Between the hours of two and four in the morning, my mind enters the Fret Zone. I worry, complain, argue and fight about the weirdest things. It is as if all the frustration from the day comes tumbling into one pile of yuckiness. And if I am awake, those thoughts try to convince me that they are right.

Do you ever have one of those worst-case-scenario daydreams? It creeps up from behind when you least expect it. Then bam! You are rattled by a catastrophic thought.

Watching the evening news only reinforces the anxiety that the world is going down the tubes. I recently had to walk away from the television because every single story had a negative ending.

Clifford Nass, a professor of communication at Stanford University and co-author of the book The Man Who Lied to His Laptop: What Machines Teach Us About Human Relationships (Penguin 2010) suggests that negative and positive emotions are handled in different hemispheres of the brain. Negative emotions, he suggests, generally involve more thinking so the negative information is processed more thoroughly than positive ones. As a result, we tend to dwell on unpleasant experiences and use stronger words to depict what they felt like than happy ones.

An experiment conducted by Roy F. Baumeister, a professor of social psychology at Florida State University and co-author of a Review of General Psychology journal article “Bad Is Stronger Than Good” (2001) reveals how the same experience in reverse offers different intensities of emotion. The loss of $50, for instance, resulted in a stronger negative reaction than the happiness stemming from gaining the same amount. 

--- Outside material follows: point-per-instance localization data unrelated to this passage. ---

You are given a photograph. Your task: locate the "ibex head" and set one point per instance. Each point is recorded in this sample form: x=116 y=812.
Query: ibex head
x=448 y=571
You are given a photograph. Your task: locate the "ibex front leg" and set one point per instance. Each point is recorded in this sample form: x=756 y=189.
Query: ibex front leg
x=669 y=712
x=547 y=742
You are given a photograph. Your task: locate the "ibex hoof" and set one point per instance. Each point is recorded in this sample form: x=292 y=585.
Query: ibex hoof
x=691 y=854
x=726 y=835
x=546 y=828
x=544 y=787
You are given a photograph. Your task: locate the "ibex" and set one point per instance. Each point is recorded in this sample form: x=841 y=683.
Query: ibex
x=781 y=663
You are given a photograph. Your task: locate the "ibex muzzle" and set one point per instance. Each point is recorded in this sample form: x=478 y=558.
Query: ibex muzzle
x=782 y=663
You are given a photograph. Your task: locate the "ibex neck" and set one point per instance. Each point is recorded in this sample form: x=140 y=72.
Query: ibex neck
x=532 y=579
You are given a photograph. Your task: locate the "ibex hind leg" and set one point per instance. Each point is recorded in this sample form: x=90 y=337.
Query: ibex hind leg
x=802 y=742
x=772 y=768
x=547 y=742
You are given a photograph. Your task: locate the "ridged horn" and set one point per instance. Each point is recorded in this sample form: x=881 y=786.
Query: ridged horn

Of course it comes down to survival. Those who anticipate bad events tend to be better prepared for them. Back in the Cro-Magnon days, it was important to be a little pessimistic about the future. Your cognitive functions were necessarily on high alert so as not to slide into a false state of security. Any Mammoth hunter knows you need to get it before it gets you.

But today? Do we really need to be plagued by all those negative thoughts? In our relatively safe environment (and I speak only for myself – I am aware that someone in Syria certainly may not feel this way at present), we have a lot to be thankful for.

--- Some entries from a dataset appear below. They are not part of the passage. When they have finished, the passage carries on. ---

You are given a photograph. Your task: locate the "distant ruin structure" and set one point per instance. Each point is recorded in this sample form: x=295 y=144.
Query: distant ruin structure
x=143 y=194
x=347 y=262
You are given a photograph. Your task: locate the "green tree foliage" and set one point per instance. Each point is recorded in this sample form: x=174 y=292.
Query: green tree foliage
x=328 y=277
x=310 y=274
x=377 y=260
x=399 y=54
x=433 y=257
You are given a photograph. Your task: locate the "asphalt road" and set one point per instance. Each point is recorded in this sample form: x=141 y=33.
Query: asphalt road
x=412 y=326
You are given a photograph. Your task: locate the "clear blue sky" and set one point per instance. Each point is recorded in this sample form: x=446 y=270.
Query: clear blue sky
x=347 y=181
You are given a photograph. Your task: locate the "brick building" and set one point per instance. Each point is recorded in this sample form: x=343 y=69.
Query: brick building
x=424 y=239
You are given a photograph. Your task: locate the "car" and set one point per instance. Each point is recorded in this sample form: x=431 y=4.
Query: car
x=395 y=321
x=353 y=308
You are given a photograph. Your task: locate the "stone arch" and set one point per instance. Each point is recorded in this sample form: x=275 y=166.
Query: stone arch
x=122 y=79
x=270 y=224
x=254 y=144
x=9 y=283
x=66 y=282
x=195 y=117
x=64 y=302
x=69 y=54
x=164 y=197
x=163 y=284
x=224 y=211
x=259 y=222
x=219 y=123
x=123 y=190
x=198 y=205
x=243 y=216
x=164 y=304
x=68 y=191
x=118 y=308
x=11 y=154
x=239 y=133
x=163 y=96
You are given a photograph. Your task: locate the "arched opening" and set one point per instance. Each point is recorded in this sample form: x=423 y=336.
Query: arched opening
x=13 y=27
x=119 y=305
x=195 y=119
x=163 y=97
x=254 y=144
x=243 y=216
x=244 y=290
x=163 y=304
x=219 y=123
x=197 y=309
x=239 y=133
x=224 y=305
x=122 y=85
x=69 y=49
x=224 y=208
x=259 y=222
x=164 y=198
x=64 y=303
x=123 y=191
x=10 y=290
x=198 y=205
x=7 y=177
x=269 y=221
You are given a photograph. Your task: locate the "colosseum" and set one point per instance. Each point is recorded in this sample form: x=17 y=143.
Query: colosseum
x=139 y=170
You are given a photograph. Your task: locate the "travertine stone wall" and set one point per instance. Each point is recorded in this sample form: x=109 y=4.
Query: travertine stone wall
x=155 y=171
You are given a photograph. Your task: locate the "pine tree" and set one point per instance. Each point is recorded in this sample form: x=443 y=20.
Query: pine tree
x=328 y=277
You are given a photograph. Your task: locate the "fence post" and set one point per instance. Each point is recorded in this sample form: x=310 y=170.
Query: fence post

Therein lies the solution. I have found there is no room in my brain for the complaining mind to voice its opinion when I am feeling grateful. A state of gratitude is easily come by. All you need is to look at what you have, say a prayer of thanks and recognize the abundance around you.

Elizabeth Gilbert, author of Eat, Pray, Love, recently said in an interview that she has long practiced daily gratitude by writing down the best thing that happened to her that day and dropping it in her so-called “Joy Jar”. Whenever she’s feeling blue, she picks out one of the pieces of paper and reminds herself that good things do come her way (I mean, Julia Roberts played her in the movie version of her book. I’d ride on that one for a couple of months, wouldn’t you?).

So the next time you’re up at 3 a.m. wondering why the world can be so mean, remember the good things. Think about them hard. Revisit your jar of joy – in whatever form it takes — and remind yourself that Universal Goodness does indeed exist.

How can you get your daily dose of joy? Well, my friend, as with all things – large and small — it starts with you.